Is this sound thinking?
Hello all, I'm currently going through a situation where I need to make some changes. I am currently in AA but I am struggling to put together any time. My first attempt in the program I had like 80 days and went back out for one night. The last 2 weeks I have been drinking at night after the meetings, yet still attending them. I spilled the beans to a few members today and told them I need to make some changes in my program and do something new.
I am currently on disability from my job (which really eats me up inside, the thought that I am disabled). I just got through making some phone calls to try to get into an intensive outpatient program but all offices are closed until tomorrow. The bottom line is that I am having trouble staying sober, yet I really want to make it work.
Do you folks agree that an intensive outpatient program would be a good step to take to get me back on track? I know my thinking isn't always the best so I wanted to run it by everyone here.
In AA I have a sponsor but he told me to wait 90 days before we start working the steps. I can't get 90 days sober so I don't know what to do. I really want sobriety but I cannot seem to keep it together.
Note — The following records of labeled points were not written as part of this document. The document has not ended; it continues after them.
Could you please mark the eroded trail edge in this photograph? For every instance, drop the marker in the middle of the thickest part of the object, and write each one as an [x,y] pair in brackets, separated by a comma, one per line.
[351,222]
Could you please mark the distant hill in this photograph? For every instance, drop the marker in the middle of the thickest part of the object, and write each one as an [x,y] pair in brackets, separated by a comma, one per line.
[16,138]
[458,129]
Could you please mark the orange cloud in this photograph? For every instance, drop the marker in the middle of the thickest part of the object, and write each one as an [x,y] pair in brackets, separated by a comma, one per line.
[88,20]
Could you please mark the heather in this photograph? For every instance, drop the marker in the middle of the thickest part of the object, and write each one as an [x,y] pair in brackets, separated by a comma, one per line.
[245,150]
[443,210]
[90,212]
I was going to 1-2 meetings a day but still drinking. I think the first relapse I had made it easier for me to go back out again, since I was able to justify it in my crazy mind.
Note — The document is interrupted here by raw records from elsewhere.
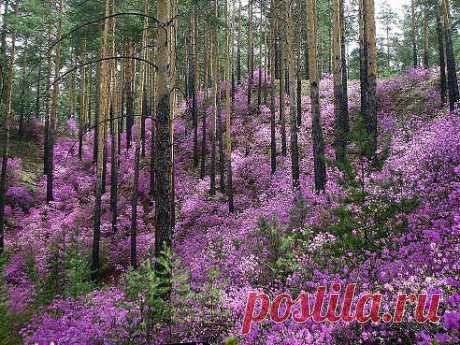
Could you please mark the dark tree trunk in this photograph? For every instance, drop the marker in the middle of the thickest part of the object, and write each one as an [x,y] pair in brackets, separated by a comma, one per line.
[450,57]
[339,127]
[442,61]
[281,98]
[344,71]
[194,75]
[291,57]
[134,198]
[317,134]
[145,111]
[163,138]
[414,34]
[5,106]
[272,55]
[238,46]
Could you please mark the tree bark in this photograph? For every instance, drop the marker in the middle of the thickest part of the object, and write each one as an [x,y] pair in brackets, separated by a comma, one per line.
[103,101]
[54,111]
[291,58]
[228,104]
[194,74]
[371,75]
[163,133]
[282,83]
[414,34]
[450,57]
[5,132]
[442,60]
[425,39]
[339,127]
[273,50]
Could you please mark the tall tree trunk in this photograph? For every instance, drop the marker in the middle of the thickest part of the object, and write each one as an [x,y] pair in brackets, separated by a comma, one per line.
[137,140]
[37,99]
[450,57]
[83,110]
[220,126]
[371,75]
[282,83]
[228,103]
[214,78]
[317,133]
[340,132]
[292,63]
[273,50]
[5,132]
[103,100]
[238,46]
[414,34]
[344,70]
[130,75]
[250,52]
[49,72]
[163,133]
[115,111]
[425,39]
[363,60]
[97,111]
[194,74]
[442,60]
[54,110]
[153,125]
[204,124]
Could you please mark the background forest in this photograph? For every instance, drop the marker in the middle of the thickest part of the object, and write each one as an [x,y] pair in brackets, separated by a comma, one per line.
[161,159]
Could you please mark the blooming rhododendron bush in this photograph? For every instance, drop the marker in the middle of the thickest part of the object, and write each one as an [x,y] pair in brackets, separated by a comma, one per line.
[390,227]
Anyone have any other suggestions? I am going to my shrink tomorrow and I am going to ask him also, but he isn't in recovery so I am not certain that he completely understands. Thanks again, I wish everyone well!
Also, please don't be upset with me I just don't know what to do. I live alone with my best friend (my great dane) and we both want me to be sober since we had a lot of fun when I was able to take him out and play. I always feel like crap when I have to reach out for help, I always think people are going to be mad at me.